Now wait a second, Paul -- are you saying all those who "lead an interesting life" are also "icky people?" Because that's the parallel you just implied.
I'm sorry, but I get irritated when you post a provocative statement (about "icky people") and then morph it into a general indictment of community. I think you've done this before.
But it's all about attitude, and if your complaint is (as it seems to me) that people who are antagonistic about community are unlikely to be successful in community, then I whole-heartedly agree with you!
I've never seen a concise definition of "founder's syndrome". In fact, many of the definitions I have seen disagree with yours. And yet, you write of it as though it were "term of art," or well-defined and well-understood by all. I think you did make it up -- at least the definition part that is in your head.
Paul, perhaps you should add your working definition of "founder's syndrome" to this discussion so we can better understand what you mean by it, because I am unable to ascertain a consistent vernacular definition for it.
I like your illustrations of Founder's Syndrome. I think that any vision has to be able to change as the organization grows and develops. Any good leader has to listen and be open to suggestions.
Begin with good juice and end up with a fine wine.
paul wheaton wrote:
In 2005 I attended an intentional community weekend workshop where the presenter taught us about "founder's syndrome" in intentional community.
The idea is that a founder works long and hard to get the land and get things started. Lots of hard work and having to find a path despite a lot of negativity. A founder needs to have a pretty thick skin. And then the founder reaches out and brings lovely people in. As things begin, there is lots of conflict and the founder attempts to find a smoother path.
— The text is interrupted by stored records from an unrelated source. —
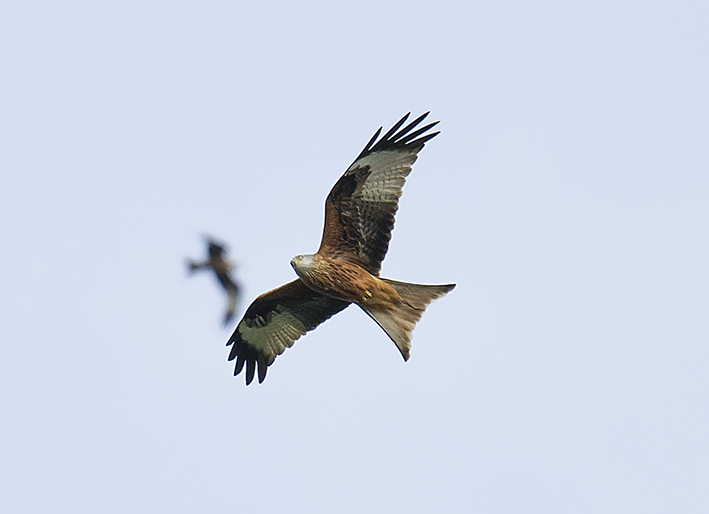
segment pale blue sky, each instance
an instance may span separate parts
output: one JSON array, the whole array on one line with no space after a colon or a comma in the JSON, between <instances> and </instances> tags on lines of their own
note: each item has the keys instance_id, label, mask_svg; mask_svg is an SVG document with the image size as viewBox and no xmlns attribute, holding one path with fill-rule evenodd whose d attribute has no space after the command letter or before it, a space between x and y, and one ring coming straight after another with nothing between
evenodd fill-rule
<instances>
[{"instance_id":1,"label":"pale blue sky","mask_svg":"<svg viewBox=\"0 0 709 514\"><path fill-rule=\"evenodd\" d=\"M0 6L0 511L709 510L702 2ZM262 385L246 302L373 132L431 110L383 275ZM245 308L242 305L241 312ZM241 314L241 313L239 313Z\"/></svg>"}]
</instances>

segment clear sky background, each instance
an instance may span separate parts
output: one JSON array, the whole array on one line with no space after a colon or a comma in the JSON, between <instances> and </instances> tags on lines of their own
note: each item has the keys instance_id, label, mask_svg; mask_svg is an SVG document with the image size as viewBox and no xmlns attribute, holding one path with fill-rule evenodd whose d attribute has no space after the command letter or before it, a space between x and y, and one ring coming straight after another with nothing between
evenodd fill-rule
<instances>
[{"instance_id":1,"label":"clear sky background","mask_svg":"<svg viewBox=\"0 0 709 514\"><path fill-rule=\"evenodd\" d=\"M5 2L0 511L709 511L706 2ZM431 110L383 275L232 376L203 233L293 279Z\"/></svg>"}]
</instances>

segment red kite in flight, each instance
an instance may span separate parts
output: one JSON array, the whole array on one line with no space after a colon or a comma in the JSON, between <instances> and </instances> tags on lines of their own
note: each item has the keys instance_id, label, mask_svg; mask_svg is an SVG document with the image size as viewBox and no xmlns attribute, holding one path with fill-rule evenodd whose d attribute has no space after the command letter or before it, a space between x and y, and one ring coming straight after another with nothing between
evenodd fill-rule
<instances>
[{"instance_id":1,"label":"red kite in flight","mask_svg":"<svg viewBox=\"0 0 709 514\"><path fill-rule=\"evenodd\" d=\"M236 302L239 299L239 286L229 276L229 272L233 268L233 264L224 258L226 249L223 245L217 243L213 239L207 238L207 253L209 257L206 261L197 262L193 260L187 261L187 269L190 273L202 270L211 269L219 280L227 294L226 313L224 314L224 325L228 325L234 317L236 310Z\"/></svg>"},{"instance_id":2,"label":"red kite in flight","mask_svg":"<svg viewBox=\"0 0 709 514\"><path fill-rule=\"evenodd\" d=\"M325 201L320 249L291 261L298 278L262 294L246 310L227 342L234 375L246 365L246 384L263 382L268 366L306 332L351 303L366 312L408 360L411 332L428 304L455 287L397 282L379 276L389 248L394 215L411 166L427 133L438 122L414 130L428 113L400 127L401 118L381 139L382 129L340 177ZM397 132L398 131L398 132Z\"/></svg>"}]
</instances>

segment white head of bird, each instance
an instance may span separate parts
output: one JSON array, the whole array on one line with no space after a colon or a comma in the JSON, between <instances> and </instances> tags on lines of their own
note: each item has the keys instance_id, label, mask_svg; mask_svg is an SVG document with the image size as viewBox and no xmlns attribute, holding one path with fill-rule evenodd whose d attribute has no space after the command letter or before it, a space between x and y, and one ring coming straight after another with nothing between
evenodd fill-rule
<instances>
[{"instance_id":1,"label":"white head of bird","mask_svg":"<svg viewBox=\"0 0 709 514\"><path fill-rule=\"evenodd\" d=\"M290 265L293 269L301 276L304 273L312 270L315 267L315 256L314 255L296 255L290 261Z\"/></svg>"}]
</instances>

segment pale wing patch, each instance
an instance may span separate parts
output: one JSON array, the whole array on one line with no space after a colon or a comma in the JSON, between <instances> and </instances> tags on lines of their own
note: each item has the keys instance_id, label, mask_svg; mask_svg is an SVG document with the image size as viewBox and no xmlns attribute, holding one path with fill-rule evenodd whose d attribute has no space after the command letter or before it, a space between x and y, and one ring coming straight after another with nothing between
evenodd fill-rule
<instances>
[{"instance_id":1,"label":"pale wing patch","mask_svg":"<svg viewBox=\"0 0 709 514\"><path fill-rule=\"evenodd\" d=\"M266 356L268 365L308 331L302 321L287 311L274 311L265 326L249 327L242 322L238 330L249 346Z\"/></svg>"},{"instance_id":2,"label":"pale wing patch","mask_svg":"<svg viewBox=\"0 0 709 514\"><path fill-rule=\"evenodd\" d=\"M365 166L372 171L354 196L368 202L398 200L414 162L416 154L402 151L375 152L357 159L347 172Z\"/></svg>"}]
</instances>

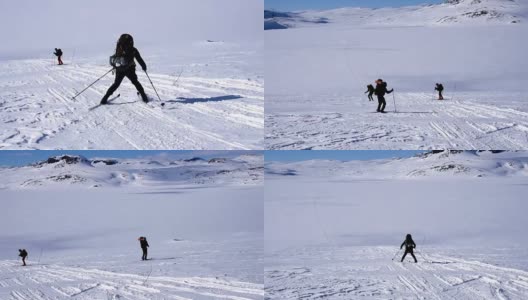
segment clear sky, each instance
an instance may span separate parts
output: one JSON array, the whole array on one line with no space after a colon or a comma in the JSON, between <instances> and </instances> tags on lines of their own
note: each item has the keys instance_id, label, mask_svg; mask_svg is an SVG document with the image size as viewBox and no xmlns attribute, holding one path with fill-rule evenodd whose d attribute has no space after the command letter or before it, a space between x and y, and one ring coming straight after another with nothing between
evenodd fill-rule
<instances>
[{"instance_id":1,"label":"clear sky","mask_svg":"<svg viewBox=\"0 0 528 300\"><path fill-rule=\"evenodd\" d=\"M400 7L442 2L442 0L265 0L264 5L266 9L294 11L339 7Z\"/></svg>"},{"instance_id":2,"label":"clear sky","mask_svg":"<svg viewBox=\"0 0 528 300\"><path fill-rule=\"evenodd\" d=\"M373 160L386 158L412 157L424 151L382 151L382 150L358 150L358 151L266 151L266 161L303 161L311 159L328 160Z\"/></svg>"},{"instance_id":3,"label":"clear sky","mask_svg":"<svg viewBox=\"0 0 528 300\"><path fill-rule=\"evenodd\" d=\"M25 166L37 161L45 160L56 155L81 155L86 158L157 158L157 159L186 159L195 156L202 158L236 157L248 153L247 151L133 151L133 150L22 150L0 151L0 167ZM253 151L253 153L262 153Z\"/></svg>"}]
</instances>

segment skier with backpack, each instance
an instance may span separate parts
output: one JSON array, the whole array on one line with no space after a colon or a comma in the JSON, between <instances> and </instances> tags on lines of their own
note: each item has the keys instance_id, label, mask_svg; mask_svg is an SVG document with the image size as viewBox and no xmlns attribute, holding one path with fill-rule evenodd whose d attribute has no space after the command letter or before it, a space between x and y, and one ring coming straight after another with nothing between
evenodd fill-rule
<instances>
[{"instance_id":1,"label":"skier with backpack","mask_svg":"<svg viewBox=\"0 0 528 300\"><path fill-rule=\"evenodd\" d=\"M108 89L103 99L101 99L101 104L104 105L108 103L108 98L117 90L125 77L127 77L136 87L143 102L148 102L145 90L138 81L134 59L137 60L143 71L146 72L147 65L143 58L141 58L139 51L134 47L134 39L130 34L122 34L117 41L115 54L110 56L110 65L114 67L116 71L115 81Z\"/></svg>"},{"instance_id":2,"label":"skier with backpack","mask_svg":"<svg viewBox=\"0 0 528 300\"><path fill-rule=\"evenodd\" d=\"M26 257L28 256L26 249L18 249L18 256L22 257L22 266L26 266Z\"/></svg>"},{"instance_id":3,"label":"skier with backpack","mask_svg":"<svg viewBox=\"0 0 528 300\"><path fill-rule=\"evenodd\" d=\"M441 83L436 84L435 91L438 91L438 100L444 100L444 96L442 95L444 86Z\"/></svg>"},{"instance_id":4,"label":"skier with backpack","mask_svg":"<svg viewBox=\"0 0 528 300\"><path fill-rule=\"evenodd\" d=\"M376 80L376 89L374 90L374 93L378 97L378 110L377 112L385 113L385 106L387 105L387 102L385 102L385 94L390 94L394 91L387 90L387 83L383 81L383 79Z\"/></svg>"},{"instance_id":5,"label":"skier with backpack","mask_svg":"<svg viewBox=\"0 0 528 300\"><path fill-rule=\"evenodd\" d=\"M405 253L403 253L401 262L403 262L407 254L410 254L412 258L414 258L414 262L417 263L418 260L416 260L416 256L414 256L414 249L416 248L416 243L413 241L412 236L410 234L407 234L407 236L405 237L405 241L403 241L400 246L400 249L402 249L403 246L405 246Z\"/></svg>"},{"instance_id":6,"label":"skier with backpack","mask_svg":"<svg viewBox=\"0 0 528 300\"><path fill-rule=\"evenodd\" d=\"M57 60L59 61L59 66L63 65L64 63L62 62L62 49L55 48L55 52L53 52L53 54L57 56Z\"/></svg>"},{"instance_id":7,"label":"skier with backpack","mask_svg":"<svg viewBox=\"0 0 528 300\"><path fill-rule=\"evenodd\" d=\"M139 245L141 246L141 250L143 250L143 256L141 256L141 260L147 260L147 248L150 247L149 243L147 242L147 238L144 236L140 236L138 241Z\"/></svg>"},{"instance_id":8,"label":"skier with backpack","mask_svg":"<svg viewBox=\"0 0 528 300\"><path fill-rule=\"evenodd\" d=\"M366 93L368 93L369 101L374 101L374 97L372 97L372 95L374 95L374 86L372 84L367 85L367 91L365 94Z\"/></svg>"}]
</instances>

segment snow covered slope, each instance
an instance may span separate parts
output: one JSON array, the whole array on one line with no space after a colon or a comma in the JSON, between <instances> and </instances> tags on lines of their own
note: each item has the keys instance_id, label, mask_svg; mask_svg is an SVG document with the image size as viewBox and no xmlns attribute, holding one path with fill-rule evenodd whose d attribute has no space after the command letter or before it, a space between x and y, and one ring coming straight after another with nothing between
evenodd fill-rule
<instances>
[{"instance_id":1,"label":"snow covered slope","mask_svg":"<svg viewBox=\"0 0 528 300\"><path fill-rule=\"evenodd\" d=\"M265 11L264 18L265 29L266 22L275 22L284 28L343 22L362 26L513 24L528 21L528 4L521 0L454 0L438 5L403 8L339 8L291 13Z\"/></svg>"},{"instance_id":2,"label":"snow covered slope","mask_svg":"<svg viewBox=\"0 0 528 300\"><path fill-rule=\"evenodd\" d=\"M266 163L266 176L411 179L456 176L526 177L528 153L507 151L433 151L412 158L372 161L313 160Z\"/></svg>"},{"instance_id":3,"label":"snow covered slope","mask_svg":"<svg viewBox=\"0 0 528 300\"><path fill-rule=\"evenodd\" d=\"M263 299L262 170L251 153L3 168L0 299Z\"/></svg>"},{"instance_id":4,"label":"snow covered slope","mask_svg":"<svg viewBox=\"0 0 528 300\"><path fill-rule=\"evenodd\" d=\"M526 298L527 163L523 152L269 162L266 295ZM400 262L407 233L417 264Z\"/></svg>"},{"instance_id":5,"label":"snow covered slope","mask_svg":"<svg viewBox=\"0 0 528 300\"><path fill-rule=\"evenodd\" d=\"M112 85L112 74L72 100L110 70L107 56L73 57L70 51L63 66L50 59L0 61L0 148L262 148L258 47L203 41L173 51L140 51L165 106L140 70L149 105L125 79L114 93L119 98L93 109Z\"/></svg>"},{"instance_id":6,"label":"snow covered slope","mask_svg":"<svg viewBox=\"0 0 528 300\"><path fill-rule=\"evenodd\" d=\"M126 274L82 267L0 262L5 299L258 299L262 287L220 278ZM148 284L146 284L148 282ZM21 288L20 286L24 286ZM51 298L52 297L52 298Z\"/></svg>"},{"instance_id":7,"label":"snow covered slope","mask_svg":"<svg viewBox=\"0 0 528 300\"><path fill-rule=\"evenodd\" d=\"M0 168L1 188L77 187L175 187L185 185L260 185L262 155L234 159L194 157L177 161L143 159L88 160L62 155L30 166Z\"/></svg>"},{"instance_id":8,"label":"snow covered slope","mask_svg":"<svg viewBox=\"0 0 528 300\"><path fill-rule=\"evenodd\" d=\"M265 32L266 147L526 149L526 7L462 1L295 12L327 24L268 19L295 28ZM464 16L483 9L502 15ZM395 90L386 115L364 93L378 78ZM436 101L437 82L446 101Z\"/></svg>"}]
</instances>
Eventually, you have a group of lovely people and the founder. And the lovely people, being human, wish to improve their situation. And their lovely vision is different from the rigidly practical vision of the founder. It becomes clear that the obstacle to lovliness, is the founder. So the founder is ejected.
I have met many people that have told me many stories to confirm that founder's syndrome is very common in intentional community.
paul wheaton wrote:
When I think of founder's syndrome, my mind leads me to a space where the founder has done the math for budgets, taxes and possibly made agreements with neighbors so that the community can exist. And then there could be new folks that want something .... different ... and don't give a damn about all of that. Conflict arises.
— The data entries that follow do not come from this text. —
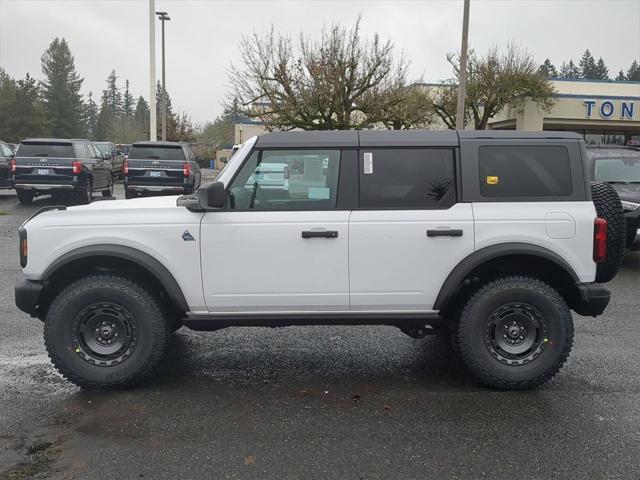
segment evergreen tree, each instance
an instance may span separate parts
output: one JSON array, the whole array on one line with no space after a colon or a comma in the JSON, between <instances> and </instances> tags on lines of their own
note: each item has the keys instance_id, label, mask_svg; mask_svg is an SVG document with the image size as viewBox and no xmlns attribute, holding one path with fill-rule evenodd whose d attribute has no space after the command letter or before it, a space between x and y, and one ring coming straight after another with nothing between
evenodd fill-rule
<instances>
[{"instance_id":1,"label":"evergreen tree","mask_svg":"<svg viewBox=\"0 0 640 480\"><path fill-rule=\"evenodd\" d=\"M125 82L124 97L122 99L122 116L125 118L133 118L134 111L133 95L129 91L129 80Z\"/></svg>"},{"instance_id":2,"label":"evergreen tree","mask_svg":"<svg viewBox=\"0 0 640 480\"><path fill-rule=\"evenodd\" d=\"M122 115L122 93L118 88L118 77L115 70L111 70L106 82L107 88L102 91L102 103L109 109L111 117L116 120Z\"/></svg>"},{"instance_id":3,"label":"evergreen tree","mask_svg":"<svg viewBox=\"0 0 640 480\"><path fill-rule=\"evenodd\" d=\"M113 115L111 106L103 96L100 113L96 121L95 139L98 141L111 140L115 123L116 117Z\"/></svg>"},{"instance_id":4,"label":"evergreen tree","mask_svg":"<svg viewBox=\"0 0 640 480\"><path fill-rule=\"evenodd\" d=\"M580 58L579 67L581 78L598 79L598 66L588 48Z\"/></svg>"},{"instance_id":5,"label":"evergreen tree","mask_svg":"<svg viewBox=\"0 0 640 480\"><path fill-rule=\"evenodd\" d=\"M91 140L96 140L96 127L98 124L98 105L93 100L93 92L89 92L89 100L84 104L84 125L86 135Z\"/></svg>"},{"instance_id":6,"label":"evergreen tree","mask_svg":"<svg viewBox=\"0 0 640 480\"><path fill-rule=\"evenodd\" d=\"M569 60L569 63L562 62L560 78L580 78L580 70L573 63L573 60Z\"/></svg>"},{"instance_id":7,"label":"evergreen tree","mask_svg":"<svg viewBox=\"0 0 640 480\"><path fill-rule=\"evenodd\" d=\"M545 78L558 78L558 71L556 70L555 65L553 65L553 63L551 63L551 60L549 60L548 58L542 65L540 65L538 72L540 72L540 75Z\"/></svg>"},{"instance_id":8,"label":"evergreen tree","mask_svg":"<svg viewBox=\"0 0 640 480\"><path fill-rule=\"evenodd\" d=\"M605 65L602 57L598 59L598 63L596 64L595 79L609 80L609 69Z\"/></svg>"},{"instance_id":9,"label":"evergreen tree","mask_svg":"<svg viewBox=\"0 0 640 480\"><path fill-rule=\"evenodd\" d=\"M640 65L636 60L633 61L629 70L627 70L627 80L640 82Z\"/></svg>"},{"instance_id":10,"label":"evergreen tree","mask_svg":"<svg viewBox=\"0 0 640 480\"><path fill-rule=\"evenodd\" d=\"M24 80L16 81L0 68L0 138L18 143L26 137L48 134L36 80L27 74Z\"/></svg>"},{"instance_id":11,"label":"evergreen tree","mask_svg":"<svg viewBox=\"0 0 640 480\"><path fill-rule=\"evenodd\" d=\"M627 76L624 74L624 71L620 70L618 72L618 76L616 77L616 80L626 80Z\"/></svg>"},{"instance_id":12,"label":"evergreen tree","mask_svg":"<svg viewBox=\"0 0 640 480\"><path fill-rule=\"evenodd\" d=\"M133 113L133 118L136 123L142 127L144 127L147 132L149 130L149 104L144 99L142 95L138 97L138 102L136 103L136 110Z\"/></svg>"},{"instance_id":13,"label":"evergreen tree","mask_svg":"<svg viewBox=\"0 0 640 480\"><path fill-rule=\"evenodd\" d=\"M42 97L50 128L54 137L76 137L82 133L83 82L76 72L73 55L67 41L55 38L42 55Z\"/></svg>"},{"instance_id":14,"label":"evergreen tree","mask_svg":"<svg viewBox=\"0 0 640 480\"><path fill-rule=\"evenodd\" d=\"M171 97L166 90L165 96L167 102L167 140L174 141L173 139L177 136L177 119L171 106ZM162 138L162 86L160 82L156 86L156 127L158 138Z\"/></svg>"}]
</instances>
And then there is a common community conflict: the people that work hard and make lots of community contributions, and then people that think they should stop working so hard and take it easy. I suspect the founder is a hard worker and might have expectations that others carry an equal share. In the meantime, many of the others feel they could have an even better community if everybody was not forced to work so much.
And just how big does a group have to be to be called a community?